Frequency Offset Aliases - Future proofing for the unknown
Hi!
As you may know, tickers off of yfinance are structured as so:
YYYY-MM-DD --> 2019-07-08
Figuring out frequency for this would be business days : B
ticker_series = TimeSeries.from_dataframe(
data,
time_col="date",
value_cols=["Close"],
freq="B",
fill_missing_dates=True,
)
But what if a user were to upload a timeseries that does not have inherent frequency as listed by pandas?: https://pandas.pydata.org/pandas-docs/stable/user_guide/timeseries.html#offset-aliases
For instance: This timeseries seems to include Daylight Savings time.
2021-11-04 04:00:00,60394613.0
2021-11-08 05:00:00,55020868.0
2021-11-08 05:00:00,55020868.0
2021-11-09 05:00:00,55020868..0
.
.
.
2022-11-04 04:00:00,60394453.0
8/10 times setting freq=None and filling_missing_dates=True does not work and cannot work out the frequency on new timeseries. You can try to inspect seasonality but this does help as much as you would like.
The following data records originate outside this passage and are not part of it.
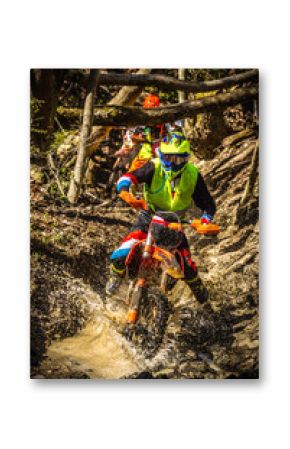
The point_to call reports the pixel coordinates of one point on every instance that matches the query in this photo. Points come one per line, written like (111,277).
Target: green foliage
(59,138)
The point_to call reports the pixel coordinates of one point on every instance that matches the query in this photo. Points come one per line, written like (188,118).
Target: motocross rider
(147,137)
(171,184)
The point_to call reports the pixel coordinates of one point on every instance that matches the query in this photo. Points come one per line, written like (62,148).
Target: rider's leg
(118,257)
(191,274)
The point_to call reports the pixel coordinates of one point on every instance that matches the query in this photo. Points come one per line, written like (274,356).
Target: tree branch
(170,83)
(134,116)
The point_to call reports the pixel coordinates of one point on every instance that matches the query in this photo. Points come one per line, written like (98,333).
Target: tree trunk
(113,115)
(181,77)
(170,83)
(45,88)
(80,166)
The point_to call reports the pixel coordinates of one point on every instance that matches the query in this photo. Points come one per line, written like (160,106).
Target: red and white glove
(134,202)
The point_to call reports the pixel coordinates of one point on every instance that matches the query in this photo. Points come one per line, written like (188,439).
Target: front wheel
(148,331)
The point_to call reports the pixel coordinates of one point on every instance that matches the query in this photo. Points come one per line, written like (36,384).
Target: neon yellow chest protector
(162,195)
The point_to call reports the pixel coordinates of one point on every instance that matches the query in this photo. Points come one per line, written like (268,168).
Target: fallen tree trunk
(134,116)
(80,166)
(170,83)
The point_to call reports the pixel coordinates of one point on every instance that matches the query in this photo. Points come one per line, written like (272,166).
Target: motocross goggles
(173,162)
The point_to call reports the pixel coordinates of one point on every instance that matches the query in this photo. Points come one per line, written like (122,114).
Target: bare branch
(170,83)
(133,116)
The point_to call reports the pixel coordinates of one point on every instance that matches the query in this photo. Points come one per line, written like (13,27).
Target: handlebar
(201,228)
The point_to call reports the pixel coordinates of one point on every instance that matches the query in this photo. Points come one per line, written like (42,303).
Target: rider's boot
(198,289)
(115,280)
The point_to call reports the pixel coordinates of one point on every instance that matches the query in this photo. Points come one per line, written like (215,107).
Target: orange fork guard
(205,229)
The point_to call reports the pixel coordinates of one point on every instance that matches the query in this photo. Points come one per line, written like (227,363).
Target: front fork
(140,283)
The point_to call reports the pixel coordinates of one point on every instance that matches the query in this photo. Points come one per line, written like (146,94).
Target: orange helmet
(151,101)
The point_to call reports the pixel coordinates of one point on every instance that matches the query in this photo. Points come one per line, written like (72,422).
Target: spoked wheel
(148,332)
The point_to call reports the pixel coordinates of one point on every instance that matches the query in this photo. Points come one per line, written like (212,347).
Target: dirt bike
(155,261)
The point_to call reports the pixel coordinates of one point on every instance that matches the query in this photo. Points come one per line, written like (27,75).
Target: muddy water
(98,350)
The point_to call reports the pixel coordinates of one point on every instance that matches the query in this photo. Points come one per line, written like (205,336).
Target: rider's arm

One could work around this by ignoring the datetime and using the index:
ticker_series = TimeSeries.from_values(data["Close"].values)
But this removes the important element of time, especially when training Global models with covariants that are all different lengths and time stamps. Some of those covariates can be daily while others will be daily with minute-by-minute resolution. You want times to link up with each other.
I can also do some fancy string manipulation BUT that only works if I know what type of timestamping I will be working with.
So this brings up the bigger question:
- What would the folks at Darts do in case they do not know the offset Alias BUT have timestamps that are important in providing insight to the data that is being processed especially for global models. Timeseries freq can be ms/sec/min/hour/day/every-other_day/every_third_day/every_N_days/quarter/year/every_N_unit/ etc.
- Is there something I am completely overlooking that will sort this all out automatically? 😄
Update: the only other thing I thought of was converting all incoming timeseries to a unix timestamp in units of seconds. This will in theory, standardize all indexes of the covariates and objective outputs in real world timeframe all relative to one another.
new_date_in_sec = pd.Timestamp('2021-11-08 05:00:00').timestamp()
new_date_in_sec = pd.Timestamp('2021-11-08').timestamp()
That way, no matter what time series, all dates are still unique and now I can just forecast based on these unique timestamp indexes.
The only problem with this approach is converting it into a Timeseries object.
pd.Timestamp("2019-05-14").timestamp() ==> 1557792000.0 (float)
For instance:
date Open
0 2019-05-14 8.320000
1 2019-05-15 8.440000
2 2019-05-16 8.740000
3 2019-05-17 8.540000
4 2019-05-20 8.460000
.. ... ...
754 2022-05-10 102.980003
755 2022-05-11 93.470001
756 2022-05-12 83.040001
757 2022-05-13 99.000000
758 2022-05-16 98.800003
If I then apply this to my dataframe:
def convert_str_to_sec(x):
# convert string --> Timestamp
x = pd.Timestamp(x)
# convert timestring --> unix sec
x = x.timestamp()
return x
ticker_df = pd.read_csv("ticker.csv")
ticker_df['date'] = ticker_df['date'].apply(convert_str_to_sec)
print(ticker_df.iloc[:,:2])
Results in:
date Open
0 1.557792e+09 8.320000
1 1.557878e+09 8.440000
2 1.557965e+09 8.740000
3 1.558051e+09 8.540000
4 1.558310e+09 8.460000
.. ... ...
754 1.652141e+09 102.980003
755 1.652227e+09 93.470001
756 1.652314e+09 83.040001
757 1.652400e+09 99.000000
758 1.652659e+09 98.800003
print(type(ticker_df['date'].iloc[0])) --> <class 'numpy.float64'>
How can I then create a timeseries from this resultant df? X = ["date"], Y = ["Open"]
Nothing seems to like the date column format I have made.
ticker_series = TimeSeries.??( )
Note:
- I cannot convert column to
intvalues because the decimals are important to keep.
Hi @martinb-bb, that's not a very easy question in fact. A solution might be to use UTC datetimes - those are not affected by daylight saving and are a good universal ways to represent dates without ambiguity. You can do all the processing using UTC, and then "translate back" to whatever time zone you were using. In your example I think you could probably translate the timestamps into UTC datetimes to have more readable dates. Let me know if that solves your problem.
We need to work with known offsets in Darts because we need ways to extrapolate dates of future data points (when forecasting, or when doing "dates arithmetic" e.g. to align covariates with targets). Using pandas offsets is by far the most convenient because it's kind of universal, but it might be too limited to address all use-cases. We may consider at some point in the future to use another date system if we find a better one... We would need a very strong motivation though.